Infection and Immunity ◽

10.1128/iai.72.3.1548-1556.2004 ◽

2004 ◽

Vol 72 (3) ◽

pp. 1548-1556 ◽

Cited By ~ 18

Author(s):

Jesse Wells ◽

Francis Gigliotti ◽

Patricia J. Simpson-Haidaris ◽

Constantine G. Haidaris

Keyword(s):

Monoclonal Antibody ◽

Streptococcus Pneumoniae ◽

Surface Antigen ◽

Pneumocystis Carinii ◽

Immunocompromised Host ◽

Immunofluorescence Assay ◽

Recombinant Polypeptide ◽

Intact Mouse ◽

Bacterial Surface ◽

Opportunistic Fungal Pathogen

ABSTRACT Pneumocystis carinii is an opportunistic fungal pathogen that causes pneumonia in the immunocompromised host.
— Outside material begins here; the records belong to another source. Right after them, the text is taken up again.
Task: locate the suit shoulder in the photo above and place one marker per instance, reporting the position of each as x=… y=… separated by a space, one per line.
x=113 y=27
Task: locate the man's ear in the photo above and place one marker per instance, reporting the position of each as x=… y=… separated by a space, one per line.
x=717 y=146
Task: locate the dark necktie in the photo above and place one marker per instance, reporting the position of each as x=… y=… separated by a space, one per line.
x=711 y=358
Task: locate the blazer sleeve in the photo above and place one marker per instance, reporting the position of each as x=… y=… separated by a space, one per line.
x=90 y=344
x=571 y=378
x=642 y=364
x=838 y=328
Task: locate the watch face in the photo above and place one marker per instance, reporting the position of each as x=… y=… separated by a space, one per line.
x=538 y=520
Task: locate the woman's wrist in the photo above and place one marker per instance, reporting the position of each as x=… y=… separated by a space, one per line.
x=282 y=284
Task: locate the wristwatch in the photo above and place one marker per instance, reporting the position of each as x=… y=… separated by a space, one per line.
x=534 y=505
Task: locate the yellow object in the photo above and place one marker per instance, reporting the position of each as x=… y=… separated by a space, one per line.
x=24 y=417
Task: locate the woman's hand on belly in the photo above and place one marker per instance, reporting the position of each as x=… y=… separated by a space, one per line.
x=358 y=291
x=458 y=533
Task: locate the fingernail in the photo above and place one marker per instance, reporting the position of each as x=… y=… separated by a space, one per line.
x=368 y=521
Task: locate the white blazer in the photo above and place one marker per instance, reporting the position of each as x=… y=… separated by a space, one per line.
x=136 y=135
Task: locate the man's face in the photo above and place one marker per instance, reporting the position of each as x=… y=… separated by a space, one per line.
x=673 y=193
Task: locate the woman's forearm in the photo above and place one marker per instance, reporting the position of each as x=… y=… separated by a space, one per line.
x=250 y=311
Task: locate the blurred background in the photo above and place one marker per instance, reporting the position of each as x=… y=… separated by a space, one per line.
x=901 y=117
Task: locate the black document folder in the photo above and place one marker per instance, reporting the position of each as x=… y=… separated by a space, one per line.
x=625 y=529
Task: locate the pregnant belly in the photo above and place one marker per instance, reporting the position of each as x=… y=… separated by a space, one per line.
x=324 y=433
A protective monoclonal antibody (MAb) termed 4F11 generated against mouse-derived P. carinii was shown by indirect immunofluorescence assay (IFA) to bind surface antigens of P. carinii derived from multiple host species, including humans. We have identified multiple epitopes recognized by MAb 4F11 in two recombinant mouse P. carinii antigens. The epitopes mapped have similar proline content and positive charge distribution. The consensus 8-mer epitope recognized by MAb 4F11 is K/RPA/RPK/QPA/TP. Immune sera raised against intact mouse P. carinii recognized native antigens affinity purified with MAb 4F11 and a recombinant antigen reactive with MAb 4F11. Database searches for short, nearly exact matches to the mapped MAb 4F11 epitopes identified a bacterial surface antigen, Streptococcus pneumoniae PspA, with a similar proline-rich region. In an IFA, MAb 4F11 detected antigens on the S. pneumoniae surface, and Western blotting identified a protein in S. pneumoniae lysates consistent with the Mr of PspA. A fragment of the S. pneumoniae PspA gene was cloned and sequenced, and the deduced amino acid sequence contained a region with strong similarity to the MAb 4F11 epitopes identified in P. carinii. The PspA recombinant polypeptide was recognized by MAb 4F11 in a Western blot. The ability of MAb 4F11 to recognize similar proline-rich epitopes may explain its ability to recognize P. carinii derived from multiple hosts and will permit testing of the epitopes recognized by this antibody in immunization against P. carinii.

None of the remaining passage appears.